Le créancier ne peut poursuivre une caution que dans le strict respect des engagements souscrits. En invoquant les principes d'interprétation du contrat, la caution peut ainsi limiter l'étendue du recours du créancier (1).

La caution n'est pas tenue au paiement des intérêts si le créancier n'a pas respecté ses obligations d'information (2).

La caution peut également rechercher la responsabilité du créancier, soit pour non-respect du principe de proportionnalité (3), soit pour faute dans la distribution du crédit (4). Si la faute est établie, le créancier peut être condamné à des dommages et intérêts qui pourront, à certaines conditions, se compenser avec les sommes dues par la caution.

La caution peut être déchargée totalement ou partiellement, si par son fait, le créancier l'a empêchée d'être subrogée dans ses droits, c'est-à-dire si la caution a perdu la faculté d’obtenir le remboursement du débiteur principal à cause du créancier (5).

1 - Droit au respect des limites prévues au contrat de cautionnement

Tout d’abord, il convient d'analyser le document signé par la caution et rechercher quelle a été la volonté des parties.

Le juge doit, dans cette recherche, respecter certains principes d'interprétation généralement très protecteurs des intérêts de la caution.

A cet égard, l'article 2292 du Code civil dispose que : “le cautionnement ne se présume point ; il doit être exprès, et on ne peut pas l'étendre au-delà des limites dans lesquelles il a été contracté”.

Il découle de ce texte que tout doute quant à l'étendue de l'engagement doit profiter à la caution.

L'interprétation n'a cependant lieu d'être que si les clauses de l'acte sont imprécises ou ambiguës. Un acte clair n'a pas à être interprété.

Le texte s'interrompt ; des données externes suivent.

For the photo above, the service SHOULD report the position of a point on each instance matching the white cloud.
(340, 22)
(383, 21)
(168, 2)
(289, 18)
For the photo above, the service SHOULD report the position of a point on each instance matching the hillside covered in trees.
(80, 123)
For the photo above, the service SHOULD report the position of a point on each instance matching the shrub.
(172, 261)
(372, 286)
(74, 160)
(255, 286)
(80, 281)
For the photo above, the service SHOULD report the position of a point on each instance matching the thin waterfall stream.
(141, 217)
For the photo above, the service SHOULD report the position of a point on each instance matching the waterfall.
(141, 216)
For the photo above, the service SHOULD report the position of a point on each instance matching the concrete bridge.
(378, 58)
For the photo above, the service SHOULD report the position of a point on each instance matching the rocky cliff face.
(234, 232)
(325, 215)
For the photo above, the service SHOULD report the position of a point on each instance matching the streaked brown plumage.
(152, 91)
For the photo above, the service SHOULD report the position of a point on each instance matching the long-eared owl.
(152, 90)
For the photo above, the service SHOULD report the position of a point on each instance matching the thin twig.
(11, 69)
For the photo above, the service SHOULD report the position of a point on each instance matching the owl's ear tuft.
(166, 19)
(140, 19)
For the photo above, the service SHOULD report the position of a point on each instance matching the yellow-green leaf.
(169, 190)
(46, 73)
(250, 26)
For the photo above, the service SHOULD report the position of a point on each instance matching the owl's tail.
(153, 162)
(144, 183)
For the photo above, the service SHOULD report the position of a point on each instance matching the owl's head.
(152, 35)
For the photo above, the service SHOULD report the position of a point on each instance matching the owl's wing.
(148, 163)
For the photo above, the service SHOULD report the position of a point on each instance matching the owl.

Ensuite, il faut tenir compte de la nature du cautionnement souscrit et de certaines limitations conventionnelles qui ont pu être introduites à la demande de la caution.

 2 - Droit pour la caution d'invoquer le non-respect par le créancier de son obligation d'information

Les obligations d'information imposées au créancier sont aujourd'hui nombreuses : 

  • La caution doit être informée chaque année de la portée de son engagement et de sa faculté d'y mettre fin.

L’article L. 313-22 du Code monétaire et financier impose une obligation annuelle d'information à tout établissement de crédit ayant accordé un concours financier à une entreprise sous la condition du cautionnement par une personne physique ou morale.

L’article L. 341-6 du Code de la consommation prévoit que le créancier professionnel est tenu de faire connaître à la caution personne physique, au plus tard avant le 31 mars de chaque année, le montant du principal et des intérêts, commissions, frais et accessoires restant à courir au 31 décembre de l'année précédente au titre de l'obligation garantie, ainsi que le terme de cet engagement.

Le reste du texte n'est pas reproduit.